Randonner en sécurité en montagne en milieu tropical et équatorial
Randonner en sécurité, c’est anticiper et s’adapter en présence de risques qui menacent l’intégrité physique ou psychologique des ses clients. Pour anticiper et s’adapter, il faut connaître les risques auxquels l’AMM et ses client peuvent être exposés en montagne en milieu tropical et équatorial.
Les risques
Les zones montagneuses des DOM-COM (Départements et Collectivités d’Outre-Mer) présentent des risques plus marqués et spécifiques que dans beaucoup de massifs métropolitains, en raison du relief volcanique très abrupt, du climat tropical humide, de la végétation dense et des phénomènes naturels intenses. Voici les principaux dangers qui menacent le randonneur, classés par catégorie, avec les territoires les plus concernés.
1. Risques liés au relief et au terrain (très présents partout)
- Sentiers extrêmement raides, escarpés et étroits : dénivelés brutaux, marches innombrables (souvent >1000 m en une journée), passages aériens exposés.
- Très marqué à La Réunion (cirques, remparts, GR R2/R3), Martinique (traversée des Pitons du Carbet, Montagne Pelée), Guadeloupe (massif de la Soufrière et Basse-Terre).

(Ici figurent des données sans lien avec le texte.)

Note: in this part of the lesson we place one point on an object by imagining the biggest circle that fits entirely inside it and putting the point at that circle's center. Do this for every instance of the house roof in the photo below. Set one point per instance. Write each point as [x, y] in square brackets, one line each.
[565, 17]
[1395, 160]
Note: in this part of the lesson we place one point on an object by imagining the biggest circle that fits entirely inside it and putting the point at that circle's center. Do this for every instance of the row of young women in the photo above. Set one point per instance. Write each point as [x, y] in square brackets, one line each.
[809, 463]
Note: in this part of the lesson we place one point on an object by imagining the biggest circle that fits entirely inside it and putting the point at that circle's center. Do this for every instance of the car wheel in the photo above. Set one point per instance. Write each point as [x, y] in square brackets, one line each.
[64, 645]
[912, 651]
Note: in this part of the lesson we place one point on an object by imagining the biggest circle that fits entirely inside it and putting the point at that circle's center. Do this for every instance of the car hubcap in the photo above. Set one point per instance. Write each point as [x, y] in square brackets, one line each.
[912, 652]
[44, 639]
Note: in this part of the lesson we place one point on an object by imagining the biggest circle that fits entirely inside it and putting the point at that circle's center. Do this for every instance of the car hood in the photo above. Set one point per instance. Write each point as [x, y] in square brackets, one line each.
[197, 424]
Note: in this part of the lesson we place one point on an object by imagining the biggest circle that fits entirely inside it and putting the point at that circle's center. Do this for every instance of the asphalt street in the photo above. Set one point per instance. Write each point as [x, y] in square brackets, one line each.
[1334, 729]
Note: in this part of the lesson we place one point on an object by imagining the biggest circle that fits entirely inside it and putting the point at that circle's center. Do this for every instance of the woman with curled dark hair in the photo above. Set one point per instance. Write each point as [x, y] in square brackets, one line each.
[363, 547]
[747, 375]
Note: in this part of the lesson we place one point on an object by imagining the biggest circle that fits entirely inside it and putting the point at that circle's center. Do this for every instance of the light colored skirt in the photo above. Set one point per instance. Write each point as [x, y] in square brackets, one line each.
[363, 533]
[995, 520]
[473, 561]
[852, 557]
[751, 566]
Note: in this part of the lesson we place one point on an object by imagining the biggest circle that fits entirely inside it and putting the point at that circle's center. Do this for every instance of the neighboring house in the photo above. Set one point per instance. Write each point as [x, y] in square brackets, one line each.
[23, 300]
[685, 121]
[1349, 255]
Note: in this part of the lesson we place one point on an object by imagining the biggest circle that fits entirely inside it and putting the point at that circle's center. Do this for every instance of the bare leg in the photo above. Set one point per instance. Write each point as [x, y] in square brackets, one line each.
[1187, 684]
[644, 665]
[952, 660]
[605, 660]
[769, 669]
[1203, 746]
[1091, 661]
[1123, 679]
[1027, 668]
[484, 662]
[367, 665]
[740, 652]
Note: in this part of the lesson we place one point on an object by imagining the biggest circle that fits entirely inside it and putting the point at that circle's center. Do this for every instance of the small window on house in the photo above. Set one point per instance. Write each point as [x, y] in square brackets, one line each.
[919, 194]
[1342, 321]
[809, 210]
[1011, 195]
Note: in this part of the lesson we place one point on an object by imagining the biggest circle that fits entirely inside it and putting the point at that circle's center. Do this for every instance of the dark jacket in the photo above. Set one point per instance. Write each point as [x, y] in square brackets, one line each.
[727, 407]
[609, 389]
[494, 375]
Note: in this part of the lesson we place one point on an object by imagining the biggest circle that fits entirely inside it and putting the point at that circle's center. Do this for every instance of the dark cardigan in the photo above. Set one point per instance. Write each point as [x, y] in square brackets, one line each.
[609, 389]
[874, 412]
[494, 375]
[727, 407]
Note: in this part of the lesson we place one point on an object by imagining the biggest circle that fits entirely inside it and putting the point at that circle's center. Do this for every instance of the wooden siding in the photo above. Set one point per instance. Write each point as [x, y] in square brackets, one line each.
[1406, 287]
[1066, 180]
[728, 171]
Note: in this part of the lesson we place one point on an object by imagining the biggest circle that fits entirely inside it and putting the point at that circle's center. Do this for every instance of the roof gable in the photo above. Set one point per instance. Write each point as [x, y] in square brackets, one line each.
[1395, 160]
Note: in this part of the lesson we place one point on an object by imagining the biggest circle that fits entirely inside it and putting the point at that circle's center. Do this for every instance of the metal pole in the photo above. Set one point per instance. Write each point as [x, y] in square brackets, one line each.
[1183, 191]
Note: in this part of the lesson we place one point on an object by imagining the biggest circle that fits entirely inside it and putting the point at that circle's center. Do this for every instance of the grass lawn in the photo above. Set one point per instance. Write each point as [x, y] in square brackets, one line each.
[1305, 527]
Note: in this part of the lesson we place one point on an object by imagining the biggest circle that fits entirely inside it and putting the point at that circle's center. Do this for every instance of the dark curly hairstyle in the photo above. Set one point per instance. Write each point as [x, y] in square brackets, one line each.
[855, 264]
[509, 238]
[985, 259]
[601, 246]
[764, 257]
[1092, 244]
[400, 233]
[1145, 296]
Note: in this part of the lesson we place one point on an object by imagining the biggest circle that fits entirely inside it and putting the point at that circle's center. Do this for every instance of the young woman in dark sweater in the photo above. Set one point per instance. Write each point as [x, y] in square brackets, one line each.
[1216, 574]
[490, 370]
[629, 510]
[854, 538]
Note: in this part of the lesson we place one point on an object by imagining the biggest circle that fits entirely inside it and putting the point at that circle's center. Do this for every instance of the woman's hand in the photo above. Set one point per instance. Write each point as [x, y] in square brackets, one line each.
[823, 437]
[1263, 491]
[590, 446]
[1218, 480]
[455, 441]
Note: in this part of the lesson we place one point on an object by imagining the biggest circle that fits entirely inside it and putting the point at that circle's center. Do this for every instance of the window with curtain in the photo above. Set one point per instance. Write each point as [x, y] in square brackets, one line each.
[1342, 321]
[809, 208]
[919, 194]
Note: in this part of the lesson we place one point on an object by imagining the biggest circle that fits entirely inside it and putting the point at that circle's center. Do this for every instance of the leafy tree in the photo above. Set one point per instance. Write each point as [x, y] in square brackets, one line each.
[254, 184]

- Glissades et chutes mortelles : sols boueux, argileux, racines glissantes, roches humides en permanence dues à l’humidité tropicale. Risque multiplié par temps de pluie (même légère) ou après plusieurs jours humides.
- Fréquent aux Pitons du Carbet (Martinique), sentiers de la Soufrière (Guadeloupe), Mafate/Cilaos/Salazie (La Réunion).
- Vertige et passages exposés : falaises, vires étroites, chaînes ou câbles parfois absents ou en mauvais état.
- Chutes de pierres / éboulements : fréquents après pluies ou séismes légers (volcanisme actif).
2. Risques météorologiques et hydrologiques (les plus mortels en Outre-mer)
- Crues soudaines et montées brutales des ravines/rivières : un orage en amont peut transformer un lit sec en torrent en quelques minutes → noyade, emportement.
- Très élevé à La Réunion (ravines, bras de rivières), Guadeloupe (Basse-Terre), Martinique, et zones humides de Mayotte ou Nouvelle-Calédonie.
- Orages violents soudains : foudre (très exposée en altitude), pluies torrentielles, brouillard dense → perte d’orientation, hypothermie rapide malgré la latitude tropicale.
- Changements météo extrêmes : départ au soleil → brouillard + vent fort + pluie froide en 30 min (cirques de La Réunion, sommets volcaniques).
3. Risques volcaniques et gazeux (spécifiques aux îles volcaniques actives)
- Émanations toxiques (SO₂, H₂S, CO₂) : irritations respiratoires, maux de tête, nausées, voire intoxication grave dans les cratères ou zones basses sans vent.
- Soufrière (Guadeloupe), Montagne Pelée (Martinique), Piton de la Fournaise (La Réunion – plus rare en randonnée pédestre).
- Fumerolles brûlantes, sol instable, coulées de boue ou lahars (coulées de boues volcaniques) potentielles après pluies fortes.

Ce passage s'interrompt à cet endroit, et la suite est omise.